居住多日的蔡鸿发现,秀灵斋无论弟子还是长老,皆爱穿白衣,哪怕外出的劲服便装,都是月白色的,最多绣几朵淡红素青的花瓣稍作点缀。
离近一看,却是平日里照顾自己的菀檬,原本还有些期待的蔡鸿立马变得有些失落,自忖着这一路上便要了无生趣了。
“菀檬姑娘,咱们走吧。”蔡鸿对菀檬招了招手便向前走去。
蔡鸿却是没看见女孩一闪即逝的愕然表情。
果然如蔡鸿所料,从秀灵峰顶下山,这一路上两人只是沉闷赶路,谁也没有主动说话。
蔡鸿边走边欣赏着沿途风光,山间溪涧清泉叮咚,林深花草藏鸟鸣啼,倒是稍稍弥补了些蔡鸿的缺憾。原本他盼望着杨凝霜能够派位开朗善谈的女孩为他带路,这样一路上倒也不至于无聊,而且顺便还能交交朋友。
快行至山脚,在前方正走着的菀檬突然“噗嗤”一声弯下身子娇笑起来,清脆悦耳的笑声在林间传荡,颇为空灵。
蔡鸿张大眼睛,只看得他莫名其妙,心想这姑娘抽的是什么风?
菀檬笑了阵儿,便走到蔡鸿身边,嘴角含笑神情带着俏皮之意,却是在秀灵斋中蔡鸿从未见过的模样。
正疑惑,却听眼前举止怪异的女孩道:“嘻嘻,认错人了吧,其实我是菀柠,你说的菀檬却是我妹妹,没认出来吧。”
菀柠说完后便等待着看蔡鸿惊愕的表情,但蔡鸿却只是沉默地盯着她身上瞅,却是没有露出半点意外反应,这让小姑娘不禁有些失落和奇怪。
“你在看什么呢?”她开口问道。
谁知却听蔡鸿幽幽应道:“嗯,我就说怎么感觉不对劲,现在终于知道了,原来你发育的比菀檬更好一些。”说完还自我肯定地点了点头。
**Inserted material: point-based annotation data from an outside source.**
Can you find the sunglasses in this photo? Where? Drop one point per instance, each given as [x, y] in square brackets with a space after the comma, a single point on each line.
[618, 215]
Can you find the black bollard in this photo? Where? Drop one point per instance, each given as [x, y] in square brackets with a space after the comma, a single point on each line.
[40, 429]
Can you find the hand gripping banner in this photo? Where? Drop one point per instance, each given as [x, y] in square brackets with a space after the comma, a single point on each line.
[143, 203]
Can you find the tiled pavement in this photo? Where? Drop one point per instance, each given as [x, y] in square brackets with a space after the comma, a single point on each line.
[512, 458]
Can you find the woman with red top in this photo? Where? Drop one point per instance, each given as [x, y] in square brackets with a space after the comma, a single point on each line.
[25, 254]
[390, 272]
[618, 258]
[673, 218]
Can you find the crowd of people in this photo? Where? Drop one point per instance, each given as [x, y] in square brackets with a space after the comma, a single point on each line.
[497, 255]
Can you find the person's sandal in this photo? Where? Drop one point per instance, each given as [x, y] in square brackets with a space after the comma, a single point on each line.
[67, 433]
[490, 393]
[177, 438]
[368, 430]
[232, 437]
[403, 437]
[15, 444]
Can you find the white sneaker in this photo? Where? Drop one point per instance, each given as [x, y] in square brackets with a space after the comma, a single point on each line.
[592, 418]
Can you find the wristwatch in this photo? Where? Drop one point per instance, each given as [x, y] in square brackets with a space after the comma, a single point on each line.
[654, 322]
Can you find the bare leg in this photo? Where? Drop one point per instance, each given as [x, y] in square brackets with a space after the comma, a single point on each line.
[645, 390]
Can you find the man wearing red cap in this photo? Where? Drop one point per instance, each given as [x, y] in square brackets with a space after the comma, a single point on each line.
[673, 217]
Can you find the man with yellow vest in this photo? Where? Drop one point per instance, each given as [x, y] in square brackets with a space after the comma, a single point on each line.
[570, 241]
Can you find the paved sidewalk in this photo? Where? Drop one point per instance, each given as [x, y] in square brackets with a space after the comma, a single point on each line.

菀柠顺着蔡鸿的目光低下头看向自己的胸脯,纯真地大眼睛眨了眨,接下来的举动却是让蔡鸿大跌眼镜。
只见女孩用双手捧住她那如木瓜般发育超前的胸部,还一边掂了掂边道:“是哦,不知道妹妹的为何那么小呢。”
“咳咳。”
蔡鸿被呛了口,没想到女孩竟这般开放大胆,撇过了头,不去看那白色劲装包裹下的夸张弧度,脸上有些发烫地道:“还是赶紧赶路吧。”
……
了解到这女孩竟是菀檬的姐姐,两人倒是开始聊天,路途倒也变得轻快了许多。
蔡鸿很快发现,这位名叫“菀柠”的女孩除了胸部比菀檬大不少以外,两人长得几乎一模一样,但是性格却好像是两个极端。一个冷漠的如东北雪村的天气,一个热情的像南非炙热的阳光。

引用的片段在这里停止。